Für Straßer kommt die WM zum richtigen Zeitpunkt. In Flachau, dem vorletzten Slalom-Wettbewerb vor den Titelkämpfen, schied er nach Platz fünf am Vortag zwar im zweiten Rennen nach einem Einfädler aus. Doch Sorgen bereitete ihm das nicht. Der 28-Jährige hatte mit Blick auf die WM etwas ausprobiert, „ich habe versucht, mehr Gas zu geben". Das Timing passte nicht ganz, dramatisch sei das aber nicht. Es sei sogar ganz gut, dass er bis zum Saison-Höhepunkt im vorolympischen Winter „ein bisschen Luft" nach oben habe. Bis dahin wolle er „gut trainieren", sich „ausruhen", und dann, verspricht Straßer, „dann greife ich wieder an".

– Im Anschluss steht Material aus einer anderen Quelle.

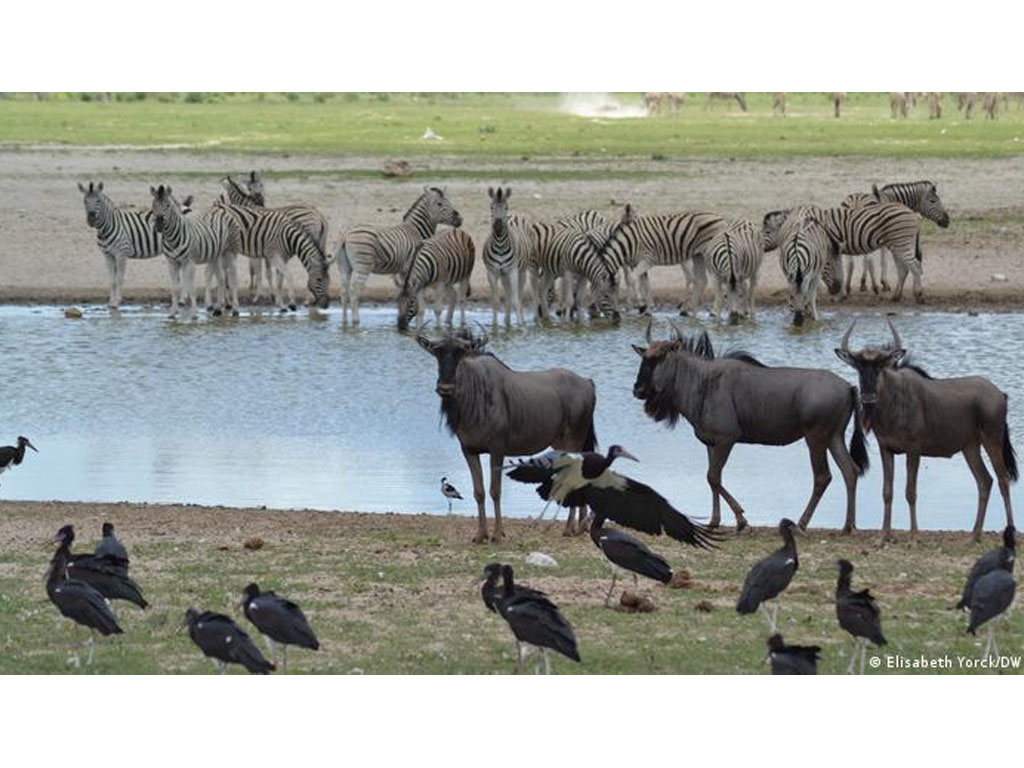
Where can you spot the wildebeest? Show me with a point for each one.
(497, 411)
(735, 398)
(913, 414)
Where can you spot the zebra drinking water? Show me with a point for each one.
(376, 250)
(443, 262)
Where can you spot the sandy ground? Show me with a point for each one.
(48, 254)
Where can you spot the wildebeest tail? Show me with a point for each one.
(858, 446)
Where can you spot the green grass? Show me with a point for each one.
(392, 594)
(505, 126)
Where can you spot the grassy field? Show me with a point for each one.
(503, 126)
(396, 594)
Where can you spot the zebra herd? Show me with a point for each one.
(524, 258)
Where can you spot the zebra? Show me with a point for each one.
(211, 239)
(734, 257)
(444, 262)
(807, 257)
(506, 255)
(305, 216)
(662, 240)
(121, 235)
(270, 235)
(367, 250)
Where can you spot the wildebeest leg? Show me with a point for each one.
(476, 472)
(819, 465)
(718, 455)
(846, 466)
(912, 463)
(887, 492)
(496, 495)
(973, 455)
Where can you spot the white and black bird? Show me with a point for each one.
(857, 614)
(280, 621)
(450, 492)
(77, 600)
(793, 659)
(535, 621)
(770, 576)
(11, 456)
(1000, 557)
(222, 640)
(587, 479)
(990, 596)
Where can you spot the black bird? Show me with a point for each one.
(78, 600)
(450, 492)
(991, 595)
(857, 614)
(579, 479)
(793, 659)
(108, 573)
(221, 639)
(627, 554)
(771, 576)
(110, 545)
(990, 561)
(11, 456)
(280, 621)
(532, 617)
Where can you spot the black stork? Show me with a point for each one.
(110, 546)
(222, 640)
(532, 617)
(990, 597)
(11, 456)
(990, 561)
(857, 614)
(77, 600)
(793, 659)
(770, 576)
(450, 493)
(107, 573)
(280, 621)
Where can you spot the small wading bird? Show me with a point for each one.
(450, 493)
(990, 597)
(579, 479)
(108, 573)
(793, 659)
(771, 576)
(857, 614)
(78, 600)
(532, 617)
(11, 456)
(280, 621)
(223, 641)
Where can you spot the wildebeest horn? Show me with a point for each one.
(897, 344)
(845, 345)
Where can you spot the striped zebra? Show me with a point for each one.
(210, 239)
(443, 262)
(807, 257)
(270, 235)
(734, 259)
(368, 250)
(665, 240)
(121, 235)
(305, 216)
(506, 255)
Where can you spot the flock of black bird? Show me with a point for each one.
(82, 586)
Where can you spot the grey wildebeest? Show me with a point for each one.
(497, 411)
(913, 414)
(735, 398)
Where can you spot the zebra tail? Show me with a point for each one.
(858, 446)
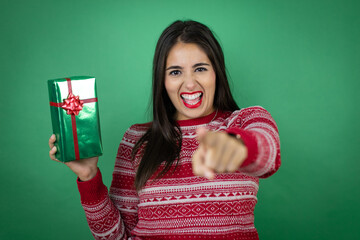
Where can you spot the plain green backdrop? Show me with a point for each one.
(298, 59)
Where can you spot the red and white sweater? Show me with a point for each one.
(181, 205)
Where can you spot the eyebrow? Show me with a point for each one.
(194, 66)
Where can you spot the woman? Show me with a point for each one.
(193, 172)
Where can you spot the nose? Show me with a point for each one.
(190, 82)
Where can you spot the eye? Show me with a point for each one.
(175, 73)
(200, 69)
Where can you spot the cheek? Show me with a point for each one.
(170, 87)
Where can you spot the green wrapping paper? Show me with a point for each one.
(75, 118)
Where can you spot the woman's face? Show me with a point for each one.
(190, 81)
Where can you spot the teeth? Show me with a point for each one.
(191, 96)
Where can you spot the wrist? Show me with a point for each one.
(88, 175)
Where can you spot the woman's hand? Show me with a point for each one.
(217, 153)
(85, 169)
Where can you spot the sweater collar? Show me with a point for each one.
(200, 120)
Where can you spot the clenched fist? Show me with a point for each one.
(218, 152)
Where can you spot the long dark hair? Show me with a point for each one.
(163, 139)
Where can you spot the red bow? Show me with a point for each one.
(73, 105)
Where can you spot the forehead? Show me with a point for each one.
(183, 54)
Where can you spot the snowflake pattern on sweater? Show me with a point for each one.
(181, 205)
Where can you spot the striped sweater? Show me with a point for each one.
(181, 205)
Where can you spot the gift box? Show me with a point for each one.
(75, 118)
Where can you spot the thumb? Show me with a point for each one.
(201, 133)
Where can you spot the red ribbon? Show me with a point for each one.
(73, 105)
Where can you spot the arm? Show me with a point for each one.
(259, 133)
(255, 151)
(114, 215)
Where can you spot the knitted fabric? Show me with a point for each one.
(181, 205)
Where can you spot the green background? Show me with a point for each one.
(298, 59)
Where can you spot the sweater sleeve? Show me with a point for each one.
(111, 215)
(259, 133)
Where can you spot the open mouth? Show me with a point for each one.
(192, 100)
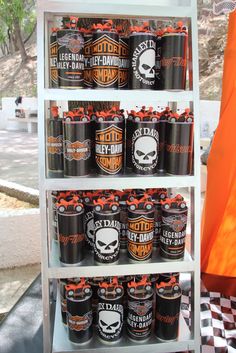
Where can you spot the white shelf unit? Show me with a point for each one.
(55, 338)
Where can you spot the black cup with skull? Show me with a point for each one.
(145, 147)
(142, 49)
(110, 311)
(106, 236)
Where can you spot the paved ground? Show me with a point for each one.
(19, 157)
(13, 283)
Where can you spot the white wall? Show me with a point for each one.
(19, 238)
(209, 113)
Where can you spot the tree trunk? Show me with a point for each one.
(30, 35)
(20, 42)
(11, 47)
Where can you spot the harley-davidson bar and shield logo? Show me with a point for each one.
(109, 149)
(140, 237)
(105, 61)
(77, 150)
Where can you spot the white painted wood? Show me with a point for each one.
(122, 9)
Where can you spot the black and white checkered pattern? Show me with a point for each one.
(218, 321)
(223, 6)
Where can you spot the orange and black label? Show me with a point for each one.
(105, 59)
(88, 78)
(70, 58)
(80, 323)
(140, 237)
(177, 148)
(124, 63)
(176, 61)
(109, 149)
(139, 320)
(172, 238)
(53, 61)
(77, 150)
(55, 145)
(71, 239)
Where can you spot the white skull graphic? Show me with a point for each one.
(107, 240)
(145, 150)
(90, 229)
(147, 63)
(109, 321)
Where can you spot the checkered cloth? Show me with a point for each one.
(223, 6)
(218, 321)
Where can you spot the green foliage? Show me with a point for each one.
(21, 11)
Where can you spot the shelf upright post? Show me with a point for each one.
(196, 191)
(42, 191)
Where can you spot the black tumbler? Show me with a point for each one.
(110, 313)
(70, 58)
(179, 148)
(88, 79)
(71, 237)
(106, 236)
(109, 147)
(140, 312)
(172, 239)
(145, 147)
(53, 59)
(105, 59)
(167, 312)
(142, 51)
(123, 63)
(162, 144)
(128, 143)
(77, 147)
(55, 147)
(79, 315)
(140, 234)
(174, 60)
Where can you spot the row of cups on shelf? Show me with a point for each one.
(103, 56)
(145, 143)
(135, 222)
(107, 305)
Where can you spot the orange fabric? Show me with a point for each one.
(222, 284)
(219, 215)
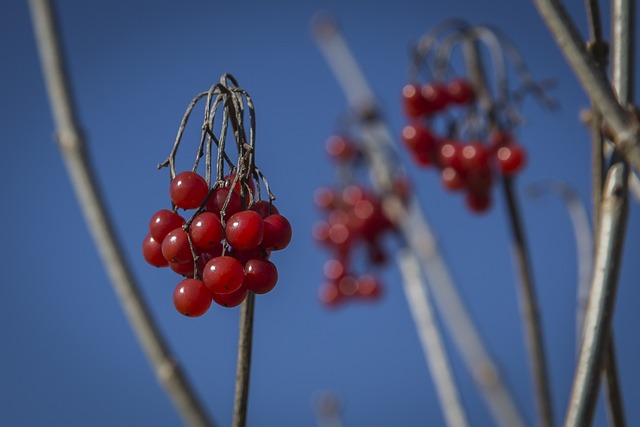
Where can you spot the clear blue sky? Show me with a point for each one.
(67, 356)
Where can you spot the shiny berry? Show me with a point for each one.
(244, 230)
(188, 190)
(206, 230)
(277, 232)
(152, 252)
(175, 247)
(223, 275)
(162, 222)
(192, 298)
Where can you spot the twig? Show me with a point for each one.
(584, 243)
(529, 307)
(245, 338)
(626, 131)
(417, 232)
(601, 300)
(76, 158)
(328, 410)
(527, 294)
(429, 334)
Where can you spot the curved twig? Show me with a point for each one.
(76, 158)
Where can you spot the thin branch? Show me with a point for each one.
(626, 131)
(601, 300)
(245, 338)
(416, 230)
(85, 184)
(529, 307)
(429, 334)
(527, 294)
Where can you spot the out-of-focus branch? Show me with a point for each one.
(624, 128)
(245, 339)
(76, 159)
(429, 334)
(600, 309)
(416, 231)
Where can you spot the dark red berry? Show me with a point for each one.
(244, 230)
(277, 232)
(206, 230)
(223, 275)
(188, 190)
(152, 252)
(192, 298)
(162, 222)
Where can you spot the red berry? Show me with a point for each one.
(348, 285)
(223, 275)
(260, 275)
(162, 222)
(511, 158)
(256, 253)
(436, 97)
(421, 142)
(152, 252)
(475, 156)
(450, 155)
(244, 230)
(188, 190)
(460, 91)
(206, 230)
(452, 179)
(192, 298)
(334, 269)
(478, 202)
(175, 247)
(232, 299)
(277, 232)
(218, 199)
(340, 148)
(413, 102)
(369, 288)
(264, 208)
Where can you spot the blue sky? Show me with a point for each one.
(67, 356)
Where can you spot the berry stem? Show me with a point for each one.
(528, 300)
(245, 339)
(412, 224)
(74, 151)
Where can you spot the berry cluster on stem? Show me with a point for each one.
(355, 225)
(223, 249)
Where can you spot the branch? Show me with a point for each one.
(597, 326)
(85, 184)
(625, 130)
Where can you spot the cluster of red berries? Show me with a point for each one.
(222, 259)
(468, 166)
(354, 219)
(223, 249)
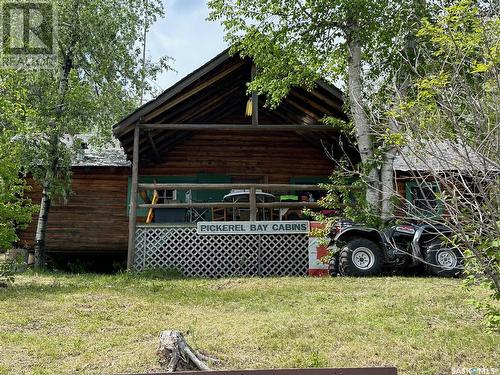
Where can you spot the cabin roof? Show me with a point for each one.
(216, 93)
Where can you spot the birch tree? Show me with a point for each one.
(450, 130)
(97, 80)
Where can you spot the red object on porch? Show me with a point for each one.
(316, 252)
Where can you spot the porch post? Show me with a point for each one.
(253, 204)
(133, 200)
(255, 100)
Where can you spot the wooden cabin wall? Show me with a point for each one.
(277, 155)
(93, 219)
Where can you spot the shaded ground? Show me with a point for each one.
(64, 324)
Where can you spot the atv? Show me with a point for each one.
(361, 251)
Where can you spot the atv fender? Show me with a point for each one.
(348, 233)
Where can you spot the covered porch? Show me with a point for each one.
(205, 151)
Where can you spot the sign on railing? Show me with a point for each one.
(253, 227)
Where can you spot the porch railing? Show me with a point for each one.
(252, 203)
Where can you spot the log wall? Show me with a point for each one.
(94, 218)
(277, 156)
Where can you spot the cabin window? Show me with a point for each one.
(165, 196)
(423, 199)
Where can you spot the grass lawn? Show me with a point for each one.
(64, 324)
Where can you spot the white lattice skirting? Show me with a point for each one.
(183, 249)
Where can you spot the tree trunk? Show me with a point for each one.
(41, 230)
(176, 355)
(361, 123)
(51, 173)
(387, 184)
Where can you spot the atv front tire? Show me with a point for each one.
(360, 257)
(444, 261)
(333, 266)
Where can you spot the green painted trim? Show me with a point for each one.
(200, 196)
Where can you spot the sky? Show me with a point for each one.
(186, 36)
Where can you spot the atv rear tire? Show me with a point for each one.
(333, 266)
(444, 261)
(360, 257)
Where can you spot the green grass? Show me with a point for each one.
(64, 324)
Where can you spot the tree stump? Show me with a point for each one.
(176, 355)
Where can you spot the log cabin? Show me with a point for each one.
(207, 151)
(203, 150)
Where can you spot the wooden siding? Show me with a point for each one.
(278, 156)
(94, 217)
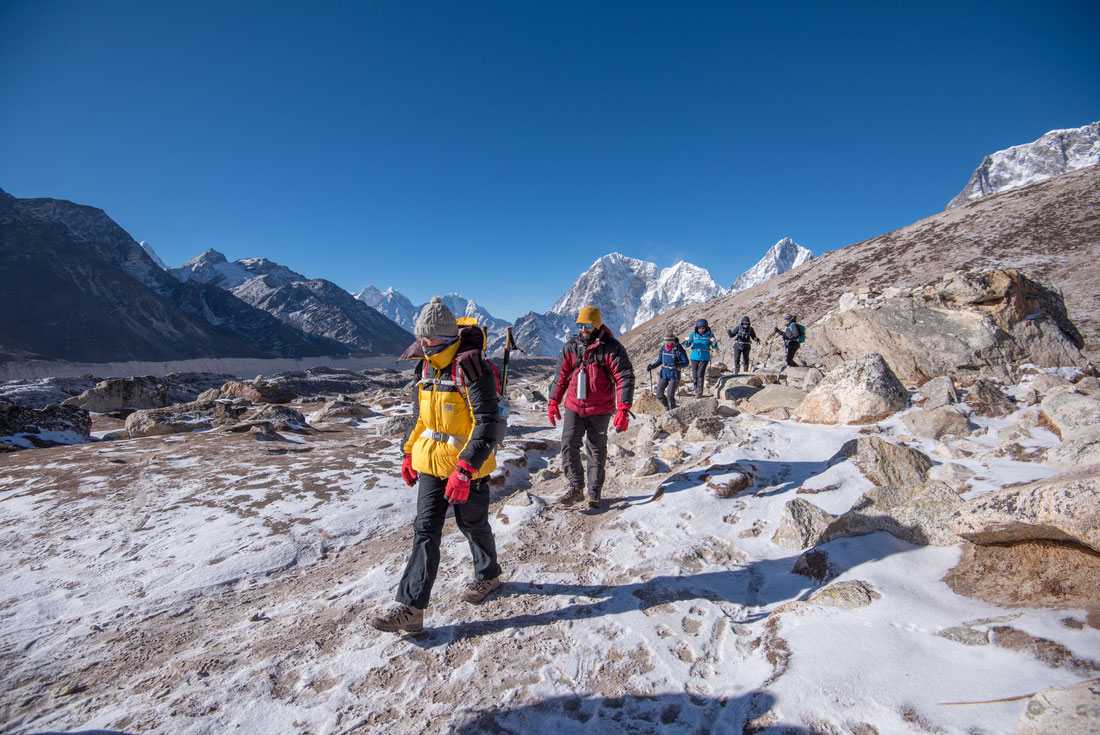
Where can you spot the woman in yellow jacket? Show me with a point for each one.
(450, 454)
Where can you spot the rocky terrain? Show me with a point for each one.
(806, 550)
(1048, 230)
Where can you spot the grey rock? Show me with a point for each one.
(937, 423)
(917, 515)
(801, 525)
(861, 391)
(1063, 508)
(886, 463)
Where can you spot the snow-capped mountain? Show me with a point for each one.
(629, 292)
(1056, 152)
(215, 269)
(152, 253)
(392, 304)
(781, 258)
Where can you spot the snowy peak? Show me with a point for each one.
(1055, 153)
(781, 258)
(628, 292)
(213, 269)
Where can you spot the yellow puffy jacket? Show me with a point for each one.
(457, 409)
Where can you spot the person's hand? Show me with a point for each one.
(408, 474)
(458, 484)
(622, 417)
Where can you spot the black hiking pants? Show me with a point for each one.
(699, 374)
(591, 430)
(472, 517)
(792, 347)
(667, 391)
(740, 352)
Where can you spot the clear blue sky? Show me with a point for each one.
(496, 149)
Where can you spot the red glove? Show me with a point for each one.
(553, 413)
(408, 474)
(458, 484)
(622, 417)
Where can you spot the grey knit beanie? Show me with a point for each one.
(436, 320)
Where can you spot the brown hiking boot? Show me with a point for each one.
(399, 617)
(477, 590)
(571, 495)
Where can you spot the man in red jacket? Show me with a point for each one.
(595, 379)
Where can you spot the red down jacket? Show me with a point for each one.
(608, 371)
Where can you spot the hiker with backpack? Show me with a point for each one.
(595, 381)
(671, 359)
(448, 457)
(701, 341)
(793, 336)
(743, 337)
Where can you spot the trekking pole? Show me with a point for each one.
(509, 344)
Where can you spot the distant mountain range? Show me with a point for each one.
(1055, 153)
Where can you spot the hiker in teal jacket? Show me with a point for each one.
(701, 341)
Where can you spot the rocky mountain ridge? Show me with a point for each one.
(1054, 153)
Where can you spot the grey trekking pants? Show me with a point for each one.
(593, 431)
(699, 374)
(472, 518)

Der gestiegene Druck könnte zum Problem werden
Automatisch eine Medaille könne man vom einstigen Sorgenkind aber nicht erwarten, meint Christian Schwaiger. Der Bundestrainer dämpft ein wenig die Euphorie um Straßer: „Man darf nicht in Hysterie verfallen und glauben, es geht immer so weiter." Der gestiegene Druck könnte zum Problem für seinen Schützling werden. „Er muss versuchen, relaxt zu bleiben und gut Ski zu fahren", sagt Schwaiger, „dann erledigen sich die Dinge von allein." Sollte Straßer dies gelingen, ist er definitiv ein Kandidat für die Podestplätze. Schon jetzt kann der Skifahrer, dessen Verein TSV 1860 München eher im Fußball verortet ist, mit dem Saisonverlauf mehr als zufrieden sein. Der Schritt vom ewigen Talent zum potenziellen Siegfahrer ist ihm gelungen, seit seinem Weltcup-Debüt 2013 hat er darauf gewartet. Nachdem ihm in der Saisonvorbereitung eine entzündete Quadrizeps-Sehne ausgebremst hatte, waren die Erwartungen nicht besonders groß. Doch vielleicht gelang ihm gerade deswegen der Durchbruch.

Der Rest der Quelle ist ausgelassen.